BEDFORD — A week spent working on the electrical circuits that keep the lights on in the city that never sleeps was more than enough for Public Service of New Hampshire technicians who rose to the rescue last week to fix storm-related related problems with the electrical network in New York City.
Jay Yergeau of Goffstown, who works for PSNH out of the company's Bedford area work center, was among crew members called to New York a week ago after pieces of Consolidated Edison's network began failing in the wake of absorbing tons of salt spread on the streets to keep the traffic moving in America's biggest city.
Once absorbed in melted snow, the salt worked its way into subterranean service boxes and corroded contacts. In at least one instance, in Manhattan, the malfunctioning boxes reportedly resulted in "stray voltage," which electrified metal in the surrounding area. That led to street fixtures and even doorknobs becoming charged with low voltage, but shock-producing, electricity. Some stores posted warnings not to touch metal doorknobs, a CBS television report said.

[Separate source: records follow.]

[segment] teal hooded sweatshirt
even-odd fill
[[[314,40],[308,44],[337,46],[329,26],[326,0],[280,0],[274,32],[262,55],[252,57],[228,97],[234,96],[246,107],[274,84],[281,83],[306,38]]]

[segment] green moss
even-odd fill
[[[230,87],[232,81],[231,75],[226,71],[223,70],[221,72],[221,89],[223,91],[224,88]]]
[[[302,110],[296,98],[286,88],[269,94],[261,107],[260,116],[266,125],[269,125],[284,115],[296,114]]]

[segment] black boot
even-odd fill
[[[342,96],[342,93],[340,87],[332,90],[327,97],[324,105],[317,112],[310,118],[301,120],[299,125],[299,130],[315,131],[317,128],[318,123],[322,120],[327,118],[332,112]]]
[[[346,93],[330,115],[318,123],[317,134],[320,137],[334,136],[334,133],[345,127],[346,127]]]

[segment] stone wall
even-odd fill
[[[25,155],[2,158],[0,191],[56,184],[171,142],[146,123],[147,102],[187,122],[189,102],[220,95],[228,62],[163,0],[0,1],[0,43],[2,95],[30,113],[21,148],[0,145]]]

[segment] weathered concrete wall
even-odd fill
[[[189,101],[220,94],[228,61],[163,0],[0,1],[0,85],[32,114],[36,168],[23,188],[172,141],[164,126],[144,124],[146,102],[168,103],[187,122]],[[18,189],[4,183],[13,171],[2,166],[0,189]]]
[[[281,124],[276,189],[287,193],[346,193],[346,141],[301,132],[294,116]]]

"It's kind of a mixture of the salt melting and the amount of salt they put on the roadway," Yergeau said. "It gets into these service boxes and kind of erodes the conductors that service the individual customers."

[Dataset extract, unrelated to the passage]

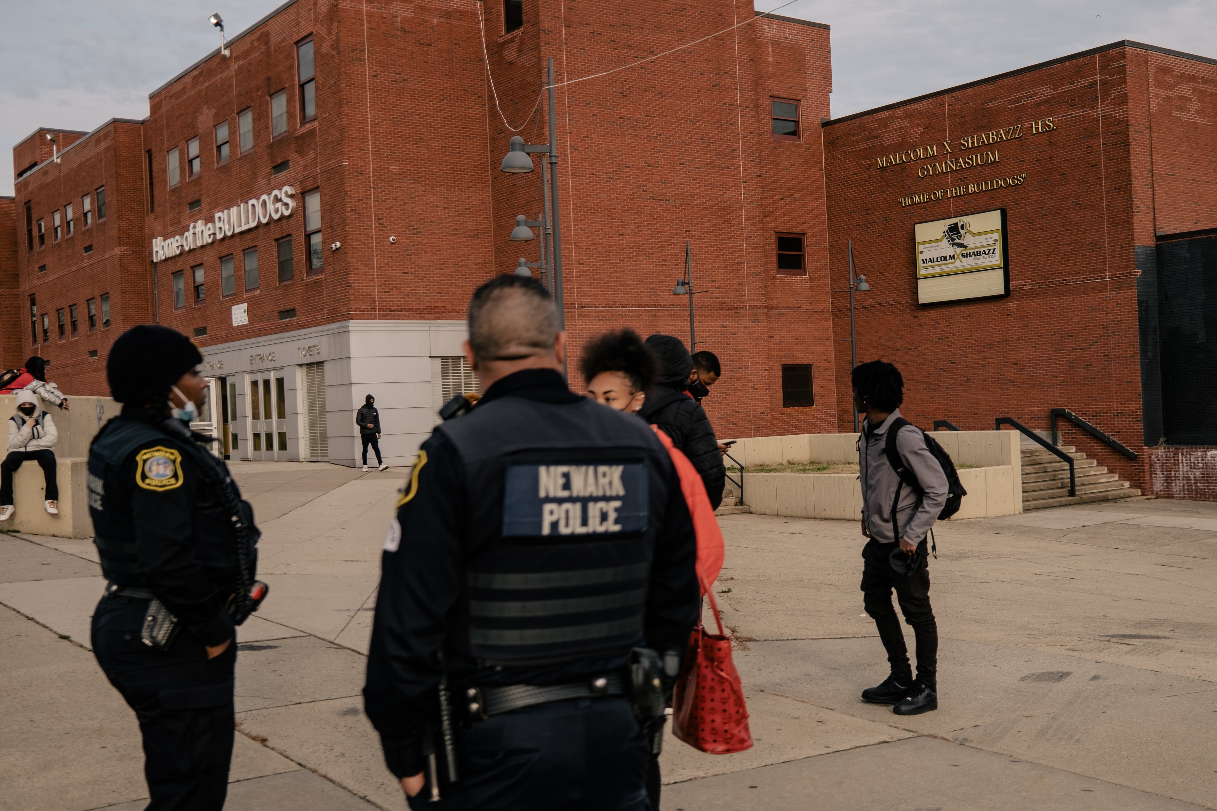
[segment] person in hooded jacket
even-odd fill
[[[38,398],[28,390],[17,392],[17,413],[9,418],[9,455],[0,463],[0,521],[16,511],[12,476],[26,462],[37,462],[46,480],[45,509],[58,515],[60,487],[55,475],[55,442],[60,432],[46,412],[39,412]]]
[[[383,462],[380,455],[380,412],[376,410],[374,404],[376,398],[371,395],[364,397],[364,404],[359,407],[355,413],[355,425],[359,426],[359,441],[364,443],[364,471],[368,471],[368,446],[372,446],[372,451],[376,452],[376,464],[380,465],[381,470],[388,468],[388,463]]]
[[[692,357],[680,339],[671,335],[652,335],[646,346],[658,356],[661,371],[638,414],[662,429],[677,449],[689,457],[717,510],[723,503],[727,471],[710,418],[688,392]]]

Yergeau's crew spent much of its time in Brooklyn, which has twice the population of New Hampshire, but only seven-tenths of one percent of the land area.

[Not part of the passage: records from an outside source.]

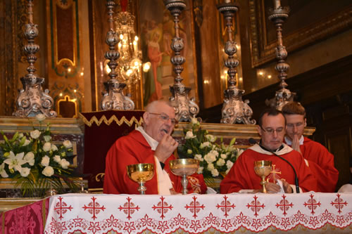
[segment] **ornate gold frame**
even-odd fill
[[[264,0],[249,1],[252,67],[260,66],[275,58],[276,41],[268,42],[266,40],[265,11],[268,9],[264,2]],[[288,35],[284,34],[283,40],[289,53],[347,30],[351,25],[352,4],[318,22],[312,22],[308,27],[301,27]]]

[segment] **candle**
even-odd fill
[[[137,51],[137,41],[133,41],[133,49],[134,50],[134,51]]]
[[[274,0],[274,9],[277,9],[281,6],[280,0]]]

The service boxes that failed are located about 4-feet underground in spots at curbside usually occupied by parked cars.It's the kind of congestion a power crew just doesn't have to contend with in New Hampshire.PSNH workers also worked in Queens, along with crews from sister Northeast Utilities companies in Massachusetts and Connecticut.
"The tough part of New York City is a lot of times, there are cars over the service boxes and we couldn't access them," Yergeau said. "We don't operate that way; it was a lot different traveling around that area with those vehicles."
The New Hampshire crews went to New York under a mutual aid pact in which utilities help each other when weather-related outages are too much for local crews to handle. Under the agreement, New Hampshire has received help from other power companies from around the country after severe ice and snow storms. PSNY crews worked 16-hour days for eight consecutive days to get the lights back on.
After a week in New York, Yergeau was not bitten by any desire to pull up his Granite State stakes and alight for the Big Apple. "I'm not much of an urbanite," he said. "I like my yard and I like mowing my lawn."